Ex-membro do Partido Comunista Brasileiro (PCB), foi um ardoroso crítico do Socialismo Real, regime que, após a queda no final da década de 90, deu um baque na esquerda mundial. “Apesar do anacronismo, ficamos sem parâmetros e tivemos que reinventar a esquerda”, lembra ele, citando uma frase do filósofo alemão Von Gothe: “É preciso mudar o mundo. Depois mudar o mundo mudado”.

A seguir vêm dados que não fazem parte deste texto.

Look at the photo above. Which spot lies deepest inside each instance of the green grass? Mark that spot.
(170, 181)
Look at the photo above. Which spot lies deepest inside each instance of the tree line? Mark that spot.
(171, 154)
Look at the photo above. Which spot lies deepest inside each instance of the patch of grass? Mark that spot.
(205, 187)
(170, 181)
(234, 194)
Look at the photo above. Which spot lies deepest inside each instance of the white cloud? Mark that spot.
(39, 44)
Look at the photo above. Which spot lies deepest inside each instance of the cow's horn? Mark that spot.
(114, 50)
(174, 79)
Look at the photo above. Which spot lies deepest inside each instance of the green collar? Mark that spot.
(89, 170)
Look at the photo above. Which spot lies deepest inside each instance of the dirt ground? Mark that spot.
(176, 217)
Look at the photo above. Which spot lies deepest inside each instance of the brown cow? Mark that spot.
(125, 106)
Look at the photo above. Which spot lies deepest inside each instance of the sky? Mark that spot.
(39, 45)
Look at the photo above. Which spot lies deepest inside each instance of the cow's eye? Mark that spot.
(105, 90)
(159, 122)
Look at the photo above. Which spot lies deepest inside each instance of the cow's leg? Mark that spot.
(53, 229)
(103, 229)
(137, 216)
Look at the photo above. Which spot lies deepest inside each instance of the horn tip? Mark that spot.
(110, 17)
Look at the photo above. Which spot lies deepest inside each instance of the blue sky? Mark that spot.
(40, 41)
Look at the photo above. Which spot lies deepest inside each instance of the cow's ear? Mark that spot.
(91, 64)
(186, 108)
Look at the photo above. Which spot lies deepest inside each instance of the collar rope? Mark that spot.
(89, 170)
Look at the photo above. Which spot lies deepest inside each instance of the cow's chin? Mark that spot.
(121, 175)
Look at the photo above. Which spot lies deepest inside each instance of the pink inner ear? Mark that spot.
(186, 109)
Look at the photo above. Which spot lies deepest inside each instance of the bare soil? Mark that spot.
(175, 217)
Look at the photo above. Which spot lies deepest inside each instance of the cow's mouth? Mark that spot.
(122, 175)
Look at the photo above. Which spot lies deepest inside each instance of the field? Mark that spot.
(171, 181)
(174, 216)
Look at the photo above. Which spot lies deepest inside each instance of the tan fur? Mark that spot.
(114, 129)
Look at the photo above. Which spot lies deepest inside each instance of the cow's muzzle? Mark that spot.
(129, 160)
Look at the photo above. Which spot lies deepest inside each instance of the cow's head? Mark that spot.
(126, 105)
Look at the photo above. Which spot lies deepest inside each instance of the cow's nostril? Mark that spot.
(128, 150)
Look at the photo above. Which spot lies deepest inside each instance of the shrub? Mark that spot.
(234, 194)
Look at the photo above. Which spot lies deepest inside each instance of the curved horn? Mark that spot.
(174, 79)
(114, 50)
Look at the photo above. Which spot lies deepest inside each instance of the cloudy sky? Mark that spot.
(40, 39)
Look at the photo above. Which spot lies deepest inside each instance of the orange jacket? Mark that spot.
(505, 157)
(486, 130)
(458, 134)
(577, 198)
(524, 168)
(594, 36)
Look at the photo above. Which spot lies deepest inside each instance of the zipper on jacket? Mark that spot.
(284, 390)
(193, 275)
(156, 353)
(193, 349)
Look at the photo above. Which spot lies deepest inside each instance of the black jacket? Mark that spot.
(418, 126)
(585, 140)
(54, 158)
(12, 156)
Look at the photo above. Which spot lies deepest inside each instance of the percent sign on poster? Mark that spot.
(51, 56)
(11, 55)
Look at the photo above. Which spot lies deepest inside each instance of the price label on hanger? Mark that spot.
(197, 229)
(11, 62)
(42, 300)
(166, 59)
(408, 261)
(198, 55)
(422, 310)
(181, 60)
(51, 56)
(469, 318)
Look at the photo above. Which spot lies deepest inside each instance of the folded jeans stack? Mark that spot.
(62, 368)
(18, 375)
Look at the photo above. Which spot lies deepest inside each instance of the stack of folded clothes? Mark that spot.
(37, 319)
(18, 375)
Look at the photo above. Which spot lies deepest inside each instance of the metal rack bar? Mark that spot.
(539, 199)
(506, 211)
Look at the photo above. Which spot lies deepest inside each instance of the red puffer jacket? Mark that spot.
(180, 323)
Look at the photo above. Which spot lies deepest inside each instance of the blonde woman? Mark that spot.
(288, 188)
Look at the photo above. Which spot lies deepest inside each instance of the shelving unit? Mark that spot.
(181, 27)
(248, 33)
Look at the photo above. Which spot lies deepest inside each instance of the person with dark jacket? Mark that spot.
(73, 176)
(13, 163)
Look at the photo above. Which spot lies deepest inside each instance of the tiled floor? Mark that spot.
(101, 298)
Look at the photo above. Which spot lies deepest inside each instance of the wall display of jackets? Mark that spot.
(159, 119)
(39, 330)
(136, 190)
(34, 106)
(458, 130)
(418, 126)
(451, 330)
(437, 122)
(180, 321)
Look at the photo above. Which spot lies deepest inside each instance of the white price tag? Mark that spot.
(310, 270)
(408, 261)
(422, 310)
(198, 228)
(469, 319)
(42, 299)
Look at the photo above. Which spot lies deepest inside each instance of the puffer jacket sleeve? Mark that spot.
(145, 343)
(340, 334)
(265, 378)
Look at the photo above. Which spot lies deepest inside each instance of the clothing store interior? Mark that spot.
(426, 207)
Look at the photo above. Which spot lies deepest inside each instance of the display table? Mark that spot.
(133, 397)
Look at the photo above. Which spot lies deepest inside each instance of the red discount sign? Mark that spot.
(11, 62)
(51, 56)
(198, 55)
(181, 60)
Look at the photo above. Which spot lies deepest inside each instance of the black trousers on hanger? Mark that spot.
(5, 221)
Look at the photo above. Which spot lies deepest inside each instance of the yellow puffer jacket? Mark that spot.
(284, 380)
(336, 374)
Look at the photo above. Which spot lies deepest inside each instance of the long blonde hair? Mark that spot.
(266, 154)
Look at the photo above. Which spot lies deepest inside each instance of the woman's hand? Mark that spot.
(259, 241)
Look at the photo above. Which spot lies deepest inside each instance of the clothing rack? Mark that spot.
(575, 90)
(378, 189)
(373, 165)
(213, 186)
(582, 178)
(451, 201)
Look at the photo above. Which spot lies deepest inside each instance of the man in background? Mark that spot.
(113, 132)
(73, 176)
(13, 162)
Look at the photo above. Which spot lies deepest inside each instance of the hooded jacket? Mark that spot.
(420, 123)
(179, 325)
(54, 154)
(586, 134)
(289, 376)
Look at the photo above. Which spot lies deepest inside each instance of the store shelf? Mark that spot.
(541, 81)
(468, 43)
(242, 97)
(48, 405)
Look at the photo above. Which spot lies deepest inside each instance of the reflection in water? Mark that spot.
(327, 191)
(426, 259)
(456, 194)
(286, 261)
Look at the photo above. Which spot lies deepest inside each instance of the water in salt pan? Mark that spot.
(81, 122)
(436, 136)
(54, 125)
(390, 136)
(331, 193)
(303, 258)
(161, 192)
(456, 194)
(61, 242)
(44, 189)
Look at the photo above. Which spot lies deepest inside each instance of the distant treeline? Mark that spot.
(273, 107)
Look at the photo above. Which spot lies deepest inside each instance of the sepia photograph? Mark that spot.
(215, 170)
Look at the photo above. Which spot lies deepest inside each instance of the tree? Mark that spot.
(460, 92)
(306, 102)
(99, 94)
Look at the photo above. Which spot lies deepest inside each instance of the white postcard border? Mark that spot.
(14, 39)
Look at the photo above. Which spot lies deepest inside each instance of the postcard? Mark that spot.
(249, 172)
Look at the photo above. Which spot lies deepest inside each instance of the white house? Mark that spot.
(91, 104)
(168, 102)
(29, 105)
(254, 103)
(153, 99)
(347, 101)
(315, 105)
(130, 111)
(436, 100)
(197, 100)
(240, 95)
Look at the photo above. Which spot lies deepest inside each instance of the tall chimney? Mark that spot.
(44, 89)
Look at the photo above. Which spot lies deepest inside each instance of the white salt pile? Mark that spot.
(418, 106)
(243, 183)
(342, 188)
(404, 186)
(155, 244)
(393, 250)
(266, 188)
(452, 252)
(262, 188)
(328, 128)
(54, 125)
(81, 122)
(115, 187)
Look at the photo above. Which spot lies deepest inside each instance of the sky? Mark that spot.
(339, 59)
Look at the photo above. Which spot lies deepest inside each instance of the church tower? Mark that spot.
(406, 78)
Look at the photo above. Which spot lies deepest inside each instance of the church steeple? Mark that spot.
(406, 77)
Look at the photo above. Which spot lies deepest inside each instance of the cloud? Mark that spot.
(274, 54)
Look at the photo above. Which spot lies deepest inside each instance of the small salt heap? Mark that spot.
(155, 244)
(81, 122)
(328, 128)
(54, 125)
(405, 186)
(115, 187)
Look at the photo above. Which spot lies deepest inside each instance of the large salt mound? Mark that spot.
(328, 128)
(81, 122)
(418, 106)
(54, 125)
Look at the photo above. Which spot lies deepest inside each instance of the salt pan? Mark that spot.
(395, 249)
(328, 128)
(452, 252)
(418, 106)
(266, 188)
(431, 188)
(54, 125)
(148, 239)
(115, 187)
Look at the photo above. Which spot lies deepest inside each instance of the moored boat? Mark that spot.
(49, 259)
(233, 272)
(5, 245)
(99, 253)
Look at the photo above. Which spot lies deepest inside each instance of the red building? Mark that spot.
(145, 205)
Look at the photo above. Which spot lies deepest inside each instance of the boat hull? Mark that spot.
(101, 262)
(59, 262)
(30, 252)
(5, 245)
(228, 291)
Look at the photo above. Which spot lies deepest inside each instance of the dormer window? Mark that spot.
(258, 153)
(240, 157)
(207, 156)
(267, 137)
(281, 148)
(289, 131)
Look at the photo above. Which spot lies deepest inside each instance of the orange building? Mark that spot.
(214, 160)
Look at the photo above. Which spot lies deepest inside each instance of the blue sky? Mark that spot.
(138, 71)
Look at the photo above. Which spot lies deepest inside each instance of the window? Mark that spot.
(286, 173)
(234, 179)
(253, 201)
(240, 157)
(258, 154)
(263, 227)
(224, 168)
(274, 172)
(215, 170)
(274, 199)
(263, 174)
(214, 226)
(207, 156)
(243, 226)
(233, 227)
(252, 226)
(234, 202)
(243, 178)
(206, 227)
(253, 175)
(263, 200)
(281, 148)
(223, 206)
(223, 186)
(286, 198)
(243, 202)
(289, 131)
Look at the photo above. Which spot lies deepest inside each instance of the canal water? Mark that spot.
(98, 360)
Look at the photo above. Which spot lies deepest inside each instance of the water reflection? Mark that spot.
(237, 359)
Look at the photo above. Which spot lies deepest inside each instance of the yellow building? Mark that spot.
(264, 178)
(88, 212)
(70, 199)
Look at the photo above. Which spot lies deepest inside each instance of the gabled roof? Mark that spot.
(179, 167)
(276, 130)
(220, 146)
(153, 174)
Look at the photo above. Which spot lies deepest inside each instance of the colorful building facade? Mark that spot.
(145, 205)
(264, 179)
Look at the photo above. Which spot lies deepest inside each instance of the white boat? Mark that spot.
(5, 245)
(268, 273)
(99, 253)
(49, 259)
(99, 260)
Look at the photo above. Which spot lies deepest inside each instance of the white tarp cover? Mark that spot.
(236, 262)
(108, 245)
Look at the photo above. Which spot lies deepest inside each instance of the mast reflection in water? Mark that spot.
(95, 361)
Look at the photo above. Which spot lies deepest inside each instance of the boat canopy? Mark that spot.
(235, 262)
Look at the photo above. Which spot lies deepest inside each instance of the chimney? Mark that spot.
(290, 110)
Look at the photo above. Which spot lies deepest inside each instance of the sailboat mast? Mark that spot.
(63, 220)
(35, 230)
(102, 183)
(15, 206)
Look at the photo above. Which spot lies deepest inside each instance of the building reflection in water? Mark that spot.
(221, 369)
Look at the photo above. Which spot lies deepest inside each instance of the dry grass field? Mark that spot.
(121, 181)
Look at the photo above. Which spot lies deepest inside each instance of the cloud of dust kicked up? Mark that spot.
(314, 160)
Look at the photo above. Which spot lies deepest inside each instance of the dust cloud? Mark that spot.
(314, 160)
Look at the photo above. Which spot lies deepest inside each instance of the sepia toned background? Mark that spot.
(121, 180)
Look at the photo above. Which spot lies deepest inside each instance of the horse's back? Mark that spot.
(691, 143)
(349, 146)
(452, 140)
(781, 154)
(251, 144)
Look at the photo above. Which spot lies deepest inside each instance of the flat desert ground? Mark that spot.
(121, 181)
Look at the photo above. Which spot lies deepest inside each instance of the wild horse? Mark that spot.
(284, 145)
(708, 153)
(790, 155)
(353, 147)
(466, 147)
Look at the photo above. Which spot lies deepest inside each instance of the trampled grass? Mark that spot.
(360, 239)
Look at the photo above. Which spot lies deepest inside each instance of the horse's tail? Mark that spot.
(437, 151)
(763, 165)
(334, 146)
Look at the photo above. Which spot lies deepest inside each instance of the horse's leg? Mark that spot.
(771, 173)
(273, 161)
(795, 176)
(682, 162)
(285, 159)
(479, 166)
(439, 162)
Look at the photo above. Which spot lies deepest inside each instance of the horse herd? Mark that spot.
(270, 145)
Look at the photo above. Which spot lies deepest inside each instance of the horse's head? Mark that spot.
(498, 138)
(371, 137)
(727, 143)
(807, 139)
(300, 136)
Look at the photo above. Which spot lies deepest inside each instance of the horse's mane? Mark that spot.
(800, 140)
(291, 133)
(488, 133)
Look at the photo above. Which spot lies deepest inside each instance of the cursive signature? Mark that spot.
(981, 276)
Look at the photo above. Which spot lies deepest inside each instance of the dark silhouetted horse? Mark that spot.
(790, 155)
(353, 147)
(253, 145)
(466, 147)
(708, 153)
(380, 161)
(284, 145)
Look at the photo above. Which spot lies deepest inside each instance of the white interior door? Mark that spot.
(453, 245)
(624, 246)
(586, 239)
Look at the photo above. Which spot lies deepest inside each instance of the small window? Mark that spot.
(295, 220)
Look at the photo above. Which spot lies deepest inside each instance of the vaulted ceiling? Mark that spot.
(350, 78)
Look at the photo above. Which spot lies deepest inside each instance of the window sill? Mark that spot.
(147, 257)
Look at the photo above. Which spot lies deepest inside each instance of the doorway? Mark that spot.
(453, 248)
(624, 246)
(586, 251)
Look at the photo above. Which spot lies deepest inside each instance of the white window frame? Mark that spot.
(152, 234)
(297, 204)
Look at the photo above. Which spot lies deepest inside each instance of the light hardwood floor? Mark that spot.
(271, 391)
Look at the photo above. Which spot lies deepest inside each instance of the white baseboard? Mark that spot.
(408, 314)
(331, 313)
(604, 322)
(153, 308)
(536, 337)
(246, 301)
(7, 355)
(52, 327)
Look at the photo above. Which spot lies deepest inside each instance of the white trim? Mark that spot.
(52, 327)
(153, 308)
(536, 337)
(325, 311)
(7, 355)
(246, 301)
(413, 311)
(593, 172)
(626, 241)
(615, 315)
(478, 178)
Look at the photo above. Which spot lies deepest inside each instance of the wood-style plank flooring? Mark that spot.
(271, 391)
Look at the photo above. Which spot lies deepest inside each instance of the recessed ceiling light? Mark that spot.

Se Coraçy Sabóia não vê o capitalismo como um sistema moribundo, também não concorda com a tese do escritor nipo-americano, Francis Fukuyama, que o interpreta com algo triunfante, ou seja, acabaram-se os processos históricos caracterizados como processos de mudança. Como filósofo, ele jamais aderiria ao que se convencionou chamar de o fim da história.
Critico do sistema educacional brasileiro, o professor ‘mete o dedo na ferida’: “Não se pode pensar educação se não tivermos um projeto de nação”. Nação, a seu ver, caracteriza-se por ter um povo soberano, unido e que luta incansavelmente por justiça social e bem-estar de seus cidadãos. “A escola e/ou a academia são instituições a serviço da transformação”, assim concebe ele.
Fundador das Frentes Popular do Brasil e Acre, viu, de perto e agora de longe, a desvirtualização dos projetos políticos originais. Apontando avanços e retrocessos nos governos dos ex-presidentes Luís Inácio Lula da Silva e Fernando Henrique Cardoso, ele critica o longevo governo petista acreano, que, na sua interpretação, poderia ter criado uma nova cultura política, calcada no diálogo com o movimento social e na equidade.
Formado em Filosofia (bacharelado e licenciatura) pela Universidade Federal do Pará (UFPA), Coracy também é bacharel em Direito, mestre e doutor em Relações Internacionais pela Universidade Autônoma de Assunção, além de ser doutorando em Filosofia pela Universidade Católica de Santa Fé, na Argerntina. No saguão de um hotel da cidade, ele recebeu a equipe de reportagem do Tribuna do Juruá e concedeu esta entrevista. Veja os principais trechos:
Tribuna do Juruá – Depois de mais de duas décadas, como o senhor analisa a queda do Muro de Berlim e o conseqüente fim do Socialismo Real?
Coraçy Sabóia – A crítica ao Socialismo Real começa nos anos 60. Um grupo de intelectuais, que editava a revista Socialismo ou Barbárie, tinha por certo que os socialismos experimentados na Europa e União Soviética não eram aqueles pensados. O fim da “Cortina de Ferro” foi importante porque provou que não existiu nem existe um modo de produção socialista. A crise não foi percebida na época, fato que a fez se estender por duas décadas.
Tribuna do Juruá – Qual foi o impacto daquele advento no Brasil? Como foi recepcionado pela esquerda brasileira?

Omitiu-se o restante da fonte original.